Siepmann K, Herzau V
Abteilung für Erkrankungen des vorderen und hinteren Augenabschnitts, Universitäts-Augenklinik Tübingen.
Klin Monbl Augenheilkd. 2005 May;222(5):413-8. doi: 10.1055/s-2005-858094.
Recent reports postulate that the concomitant vertical deviation found in congenital superior oblique palsy is due to mechanical abnormalities rather than a congenitally paretic muscle, and is overcome in most patients by fusion. On the basis of the clinical characteristics alone a primary paresis is indeed unlikely. Although intraoperatively a different elasticity of the superior oblique tendon exists in congenital versus acquired cases of superior oblique palsy, preoperatively performed MR imaging shows that the clinical findings in congenital superior oblique muscle malfunction could nevertheless be of paretic origin.

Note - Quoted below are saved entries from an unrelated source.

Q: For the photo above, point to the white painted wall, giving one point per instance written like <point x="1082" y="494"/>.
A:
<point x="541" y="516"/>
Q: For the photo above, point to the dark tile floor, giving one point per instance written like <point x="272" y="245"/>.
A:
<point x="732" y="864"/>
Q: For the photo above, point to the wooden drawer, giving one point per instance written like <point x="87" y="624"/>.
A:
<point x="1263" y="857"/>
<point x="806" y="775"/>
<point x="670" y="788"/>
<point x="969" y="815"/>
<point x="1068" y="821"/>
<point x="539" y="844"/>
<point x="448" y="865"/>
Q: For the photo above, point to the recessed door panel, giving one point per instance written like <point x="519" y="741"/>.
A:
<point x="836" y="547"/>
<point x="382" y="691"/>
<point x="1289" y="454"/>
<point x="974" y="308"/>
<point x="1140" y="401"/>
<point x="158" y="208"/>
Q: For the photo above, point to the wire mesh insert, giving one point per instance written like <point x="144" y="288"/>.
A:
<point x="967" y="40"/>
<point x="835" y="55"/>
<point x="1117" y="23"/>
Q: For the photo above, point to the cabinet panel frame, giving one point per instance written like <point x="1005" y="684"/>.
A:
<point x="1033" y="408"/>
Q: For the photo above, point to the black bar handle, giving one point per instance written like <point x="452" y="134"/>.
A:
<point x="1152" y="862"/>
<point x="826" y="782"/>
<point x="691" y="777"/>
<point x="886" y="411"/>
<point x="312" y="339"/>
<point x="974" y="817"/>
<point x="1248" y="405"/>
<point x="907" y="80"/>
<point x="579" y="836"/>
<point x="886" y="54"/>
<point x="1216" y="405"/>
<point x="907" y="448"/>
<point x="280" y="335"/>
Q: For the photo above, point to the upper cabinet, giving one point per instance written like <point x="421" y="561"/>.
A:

Seventeen consecutive patients (males: n = 13; females: n = 4) were examined. The vertical deviation in adduction was concomitant in vertical versions, the excyclotropia was small and concomitant in all directions of gaze and was less than 10 degrees even after diagnostic occlusion. All patients showed a positive Bielschowsky head tilt phenomenon and large fusional ability. We performed preoperative MR imaging of both orbits in high resolution 3 mm sections in coronal and axial orientations with and without contrast enhancement.
In sixteen patients we found a significant reduction in muscle volume or even total aplasia of the superior oblique muscle of the affected side in comparison to the sound muscle on the other side. In contrast, two patients had a full blown clinical picture of a congenital superior oblique palsy but showed symmetrical muscle volumes on both sides in all coronal sections.
Hypoplasia or aplasia of the superior oblique muscle on magnetic resonance imaging provides evidence for a primary paretic cause for the vertical squint found with congenital superior oblique dysfunction. It is not clear, however, whether this is caused by a primary hypoplasia or is of neurogenic origin. Our data together with the consistent difference in tendon morphology of the congenital and acquired forms of superior oblique palsy seem to exclude a purely neurogenic cause for the affection.
最近的报告推测,先天性上斜肌麻痹中伴随的垂直偏斜是由于机械异常而非先天性麻痹性肌肉所致,并且在大多数患者中可通过融合克服。仅根据临床特征,原发性麻痹确实不太可能。尽管在手术中先天性与后天性上斜肌麻痹病例中,上斜肌腱的弹性不同,但术前进行的磁共振成像显示,先天性上斜肌功能障碍的临床发现仍可能源于麻痹。
连续检查了17例患者(男性13例,女性4例)。内收时的垂直偏斜在垂直运动中是伴随性的,外旋转斜视较小,在所有注视方向均为伴随性,即使在诊断性遮盖后也小于10度。所有患者均表现出阳性的Bielschowsky头位倾斜现象和较大的融合能力。我们对双侧眼眶进行了术前磁共振成像,采用3毫米高分辨率冠状位和轴位切片,有或无对比增强。
与另一侧正常肌肉相比,16例患者患侧上斜肌的肌肉体积明显减小,甚至完全缺如。相比之下,2例患者有典型的先天性上斜肌麻痹临床表现,但在所有冠状切片中双侧肌肉体积对称。
磁共振成像显示上斜肌发育不全或缺如为先天性上斜肌功能障碍所致垂直斜视的原发性麻痹原因提供了证据。然而,尚不清楚这是由原发性发育不全还是神经源性原因引起的。我们的数据以及先天性和后天性上斜肌麻痹在肌腱形态上的持续差异似乎排除了该病纯粹由神经源性原因引起的可能性。